L'ergothérapie avant tout
A l’époque, l’étudiant de 18 ans est en première année de médecine et souhaite assurer ses études. Car le jeune homme a déjà son plan de carrière en tête : devenir ergothérapeute (qui adapte les conditions de vie d’une personne en situation de handicap). “J'ai toujours voulu faire ce métier car j’en ai eu besoin pendant dix ans. Sans l’ergothérapie, je n'aurais pas pu suivre une scolarité normale, et je n’aurais pas pu être la personne que je suis devenue aujourd’hui. J’avais aussi envie de rendre ce que l’on m'a donné à l’époque”, confie-t-il.
L’athlétisme passe alors au second plan, et le sprinteur tire un trait sur les Jeux de Rio de 2016. Un choix dur qu’il ne regrette pas. “Mon objectif à ce moment-là n'était pas de devenir sportif de haut niveau.
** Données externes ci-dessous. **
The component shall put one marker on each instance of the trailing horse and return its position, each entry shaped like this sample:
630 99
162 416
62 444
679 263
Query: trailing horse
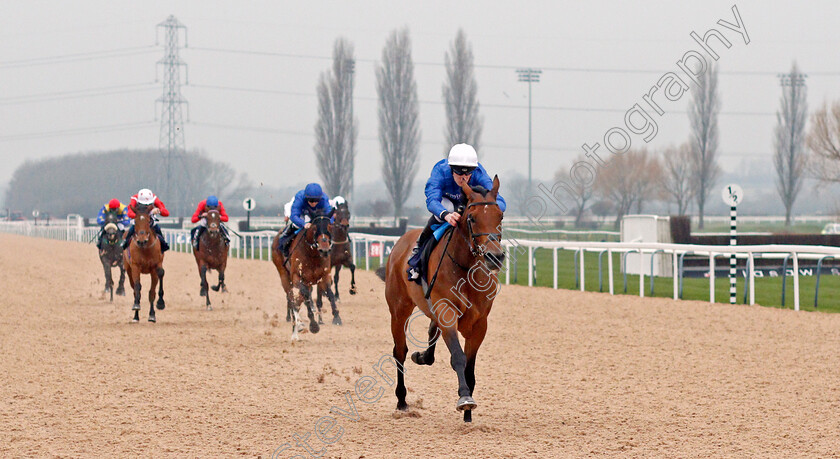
143 256
340 255
464 284
211 254
110 254
308 264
Je voulais me mettre à l'abri au niveau des études. Le reste m’est un peu tombé dessus.” Une fois sa première année de médecine en poche, il aménage son emploi du temps entre ses cours de l’école d’ergothérapie et ses entraînements. Dimitri axe ensuite la saison 2019-2020 sur sa préparation aux Jeux, qui seront finalement repoussés d’un an. Un mal pour un bien, pour celui qui a pu terminer ses études et bénéficier d’un an supplémentaire pour l'objectif paralympique. “Je suis à 200% fier de lui, confie son ami Younes Idlasmad. A l’école d’ergothérapie, alors qu’on avait 40 heures de cours par semaine, il allait s’entraîner les soirs quand nous avions terminé notre journée. C’était très intense, mais il n’a rien lâché”, salue son ex-camarde de promotion.
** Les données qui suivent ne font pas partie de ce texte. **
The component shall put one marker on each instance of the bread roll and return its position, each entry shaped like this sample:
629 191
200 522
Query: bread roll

“Il a toujours franchi les obstacles sur sa route”
Malgré la déception de ce report, sa détermination n’a pas été ébranlée. Pour son frère jumeau Rémi, celle-ci l’a d’ailleurs toujours guidé que ce soit lors de ses études ou dans sa carrière sportive. “Dimitri a toujours été exigeant avec lui-même et dans les objectifs qu’il se fixe. Au lycée, alors qu’il faisait tout pour devenir ergothérapeute, des professeurs ont essayé de le décourager. Parfois avec des remarques du style : ‘Ce n’est pas un handicapé qui soignera d’autres handicapés’. Sa force est qu’il a toujours franchi les obstacles qui lui barraient la route”, livre son frère. Ce dernier, qui ne souffre pas de handicap, mais qui a toujours eu une relation fusionnelle avec Dimitri, est devenu enseignant en activité physique adaptée et guide d’athlète déficient visuel.
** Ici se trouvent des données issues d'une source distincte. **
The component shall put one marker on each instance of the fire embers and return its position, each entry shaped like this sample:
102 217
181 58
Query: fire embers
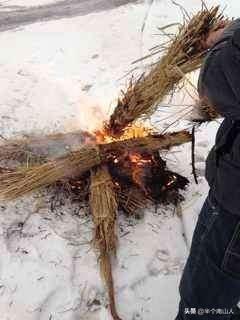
148 172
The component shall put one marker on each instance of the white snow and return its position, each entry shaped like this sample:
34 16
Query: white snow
13 4
56 76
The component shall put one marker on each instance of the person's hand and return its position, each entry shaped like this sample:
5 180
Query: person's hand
214 35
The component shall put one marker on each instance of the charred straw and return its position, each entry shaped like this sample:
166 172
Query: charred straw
17 183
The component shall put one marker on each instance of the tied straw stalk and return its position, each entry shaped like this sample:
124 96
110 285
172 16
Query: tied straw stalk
184 54
103 206
18 183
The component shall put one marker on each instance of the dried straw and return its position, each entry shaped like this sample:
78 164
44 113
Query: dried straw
183 55
18 183
35 149
103 206
150 143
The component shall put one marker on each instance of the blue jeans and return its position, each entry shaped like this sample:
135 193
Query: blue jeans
210 284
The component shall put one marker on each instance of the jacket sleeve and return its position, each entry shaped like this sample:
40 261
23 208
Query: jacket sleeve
221 79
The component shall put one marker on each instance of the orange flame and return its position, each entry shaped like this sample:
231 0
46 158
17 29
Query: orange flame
135 131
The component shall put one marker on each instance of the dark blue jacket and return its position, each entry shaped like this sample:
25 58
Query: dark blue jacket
219 80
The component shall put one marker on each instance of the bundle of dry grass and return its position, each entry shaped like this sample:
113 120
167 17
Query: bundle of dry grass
103 206
183 55
38 149
17 183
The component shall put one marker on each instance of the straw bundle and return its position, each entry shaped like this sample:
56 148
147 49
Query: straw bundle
103 206
36 149
18 183
183 55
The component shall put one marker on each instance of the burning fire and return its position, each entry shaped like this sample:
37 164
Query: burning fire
135 131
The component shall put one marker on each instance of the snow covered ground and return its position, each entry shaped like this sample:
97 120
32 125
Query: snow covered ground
56 76
24 3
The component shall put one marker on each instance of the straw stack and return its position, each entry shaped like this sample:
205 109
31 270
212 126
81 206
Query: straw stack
184 54
17 183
Aujourd’hui, en parallèle de son activité de sportif, Dimitri Jozwicki travaille pour le service Santé et conditions de travail au sein de Pôle emploi, avec qui il a une convention d'insertion professionnelle. Ce contrat spécifique pour les sportifs de haut niveau lui accorde une stabilité financière, car il ne vit pas encore de son sport. Au-delà de l’aspect économique, l’athlète assure aussi son après-carrière. “Pour moi, c'est important de préparer l'après haut niveau, surtout quand on connait la précarité de nombreux sportifs en France. Et le contexte actuel prouve que je ne me suis pas trompé dans mon choix”, détaille-t-il. Aujourd’hui, à 24 ans, son nouvel objectif est de participer aux Jeux de Tokyo et de ramener une médaille paralympique. Et cette fois, il est prêt à viser les sommets.